C’est la partie basse de la matrice, elle contient les quelques axes stratégiques qui ont été définis par la Direction Générale

2. Les objectifs long/moyen terme.
C’est la partie gauche de la matrice. On va retrouver ici les objectifs proposés (et validés) par les chefs de département par exemple. Ce sont les fameuses « percées ».

3. Les actions court/moyen terme.
Partie haute de la matrice. Il s’agit des objectifs du point 2 déclinés par les patrons de services.

4. Les jalons et indicateurs.
Il s’agit ici de décrire les actions court terme, avec des jalons précis en termes de date et de livrables. On y ajoute aussi les indicateurs permettant de mesurer l’atteinte ou non des résultats.

5. Les contributeurs.
La partie de droite, précise l’impact des tous les contributeurs sur les actions du point 3. Qui contribue à quoi ?

A l’intersection de ces différentes sections, se trouvent des points (noirs ou blancs) qui indiquent en quoi chaque action contribue à l’objectif. Par exemple, l’action « Mise en place du Jidoka dans l’usine » contribue fortement (point noir) à l’objectif « Abaisser le taux de retour (SAV) de 4 à 0,5% » mais ne contribue pas du tout à la baisse du turnover. De même, l’étude de capabilité contribue faiblement (point blanc) à la réduction des défauts.

Le suivi du Hoshin

Bien sûr, comme tout projet, le suivi est primordial. La matrice X ne sert pas à piloter le chantier, mais à le synthétiser. Des « revues » sont donc nécessaires pour s’assurer que le cap est toujours suivi, que les actions sont menées et que des résultats intermédiaires sont obtenus. Si ce n’est pas le cas, les actions peuvent être réajustées.

Ces réunions s’appuient sur les indicateurs, sur des faits et des mesures, et non sur des opinions. Les thèmes abordés sont toujours les mêmes : Qu’est ce qui a été fait (rétrospective) ? Quelles sont les prochaines étapes ? Quels sont les obstacles et comment les lever ? Aucun jugement, simplement les faits et les causes.

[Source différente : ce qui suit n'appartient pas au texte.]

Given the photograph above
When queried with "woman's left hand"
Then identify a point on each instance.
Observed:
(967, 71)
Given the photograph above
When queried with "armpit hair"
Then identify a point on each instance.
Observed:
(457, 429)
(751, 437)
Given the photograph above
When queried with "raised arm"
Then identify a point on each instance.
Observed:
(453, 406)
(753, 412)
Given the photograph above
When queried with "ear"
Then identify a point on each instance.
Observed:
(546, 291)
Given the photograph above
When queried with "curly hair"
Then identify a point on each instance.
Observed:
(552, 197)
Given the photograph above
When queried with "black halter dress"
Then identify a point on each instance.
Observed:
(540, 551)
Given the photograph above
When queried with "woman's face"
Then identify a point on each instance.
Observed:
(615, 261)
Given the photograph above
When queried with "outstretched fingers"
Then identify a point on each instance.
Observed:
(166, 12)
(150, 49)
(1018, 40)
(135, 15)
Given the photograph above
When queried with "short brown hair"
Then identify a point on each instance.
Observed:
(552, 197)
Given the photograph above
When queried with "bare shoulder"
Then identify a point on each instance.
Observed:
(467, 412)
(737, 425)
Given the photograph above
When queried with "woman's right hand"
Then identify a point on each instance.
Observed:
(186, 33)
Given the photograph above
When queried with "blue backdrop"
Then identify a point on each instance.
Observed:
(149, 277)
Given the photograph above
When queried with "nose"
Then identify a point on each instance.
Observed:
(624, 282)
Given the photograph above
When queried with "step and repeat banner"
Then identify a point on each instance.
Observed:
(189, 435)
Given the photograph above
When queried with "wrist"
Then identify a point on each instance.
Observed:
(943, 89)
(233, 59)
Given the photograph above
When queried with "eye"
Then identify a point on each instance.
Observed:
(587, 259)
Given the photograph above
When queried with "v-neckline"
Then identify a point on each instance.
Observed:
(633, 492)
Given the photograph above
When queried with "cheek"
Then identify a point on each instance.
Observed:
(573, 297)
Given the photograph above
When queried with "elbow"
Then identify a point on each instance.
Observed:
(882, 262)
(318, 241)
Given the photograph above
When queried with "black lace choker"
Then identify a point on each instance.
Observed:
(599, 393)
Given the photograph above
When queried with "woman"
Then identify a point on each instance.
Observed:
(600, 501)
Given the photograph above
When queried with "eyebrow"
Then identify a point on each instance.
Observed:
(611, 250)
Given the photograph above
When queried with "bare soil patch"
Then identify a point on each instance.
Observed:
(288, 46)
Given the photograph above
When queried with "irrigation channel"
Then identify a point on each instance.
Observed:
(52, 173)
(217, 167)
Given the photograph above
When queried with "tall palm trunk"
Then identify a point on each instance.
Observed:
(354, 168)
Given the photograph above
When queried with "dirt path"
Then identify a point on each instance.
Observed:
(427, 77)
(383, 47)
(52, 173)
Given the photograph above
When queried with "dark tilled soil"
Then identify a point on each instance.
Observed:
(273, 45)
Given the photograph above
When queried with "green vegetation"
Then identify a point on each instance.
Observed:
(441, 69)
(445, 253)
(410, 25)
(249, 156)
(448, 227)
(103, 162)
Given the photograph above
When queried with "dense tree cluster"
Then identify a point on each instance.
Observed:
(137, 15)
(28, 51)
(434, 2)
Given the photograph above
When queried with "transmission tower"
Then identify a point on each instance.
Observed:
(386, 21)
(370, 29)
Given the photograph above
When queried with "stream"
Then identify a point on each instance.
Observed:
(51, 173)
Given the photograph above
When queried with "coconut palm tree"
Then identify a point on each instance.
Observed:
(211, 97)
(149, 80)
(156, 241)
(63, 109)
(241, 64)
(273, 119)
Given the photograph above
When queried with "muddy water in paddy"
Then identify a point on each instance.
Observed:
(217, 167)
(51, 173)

Les revues Hoshin sont espacées pour une Direction Générale qui ne rentrera pas dans le détail des actions de bas niveau, mais sera seulement intéressée par l’avancement conforme et les éventuels résultats intermédiaires. En revanche, pour les actions court terme, un point quotidien peut s’avérer tout à fait salutaire afin que que la percée ne s’enlise pas.

Conclusion

Hoshin Kanri est une approche de déclinaison des objectifs stratégiques très puissante, et collaborative, mais qui exige quelques prérequis :

Définir quelques objectifs stratégiques (2 ou 3 seulement) et le plus factuels possible. Si les objectifs sont plus nombreux, il faudra procéder à une priorisation/arbitrage

Suivre les résultats de façon très régulière et en s’appuyant sur des indicateurs imaginés dès le départ.

Se faire confiance. Au moment de la déclinaison des objectifs, il faut être capable d’accepter la contradiction ou les suggestions du niveau inférieur, ou que les suggestions faites aux managers collatéraux ne soit pas prises comme une ingérence inadmissible. Ce n’est qu’à cette condition que le catchball sera réellement productif.

Et c’est souvent là que le bât blesse. Répétons-le encore :  l’excellence opérationnelle ne comporte que 20% d’outils, et 80% d’attitude. Tant que l’envie de travailler réellement ensemble n’est pas réelle, aucun outil ne sera efficace.

 

Sources
Expérience personnelle
Support de cours Master Black Belt. Bernard Murry.
Tracey Richardson : « At Toyota, Nemawashi is as common as the word Kaizen »
Lean Management. Christian Hohmann. Eyrolles.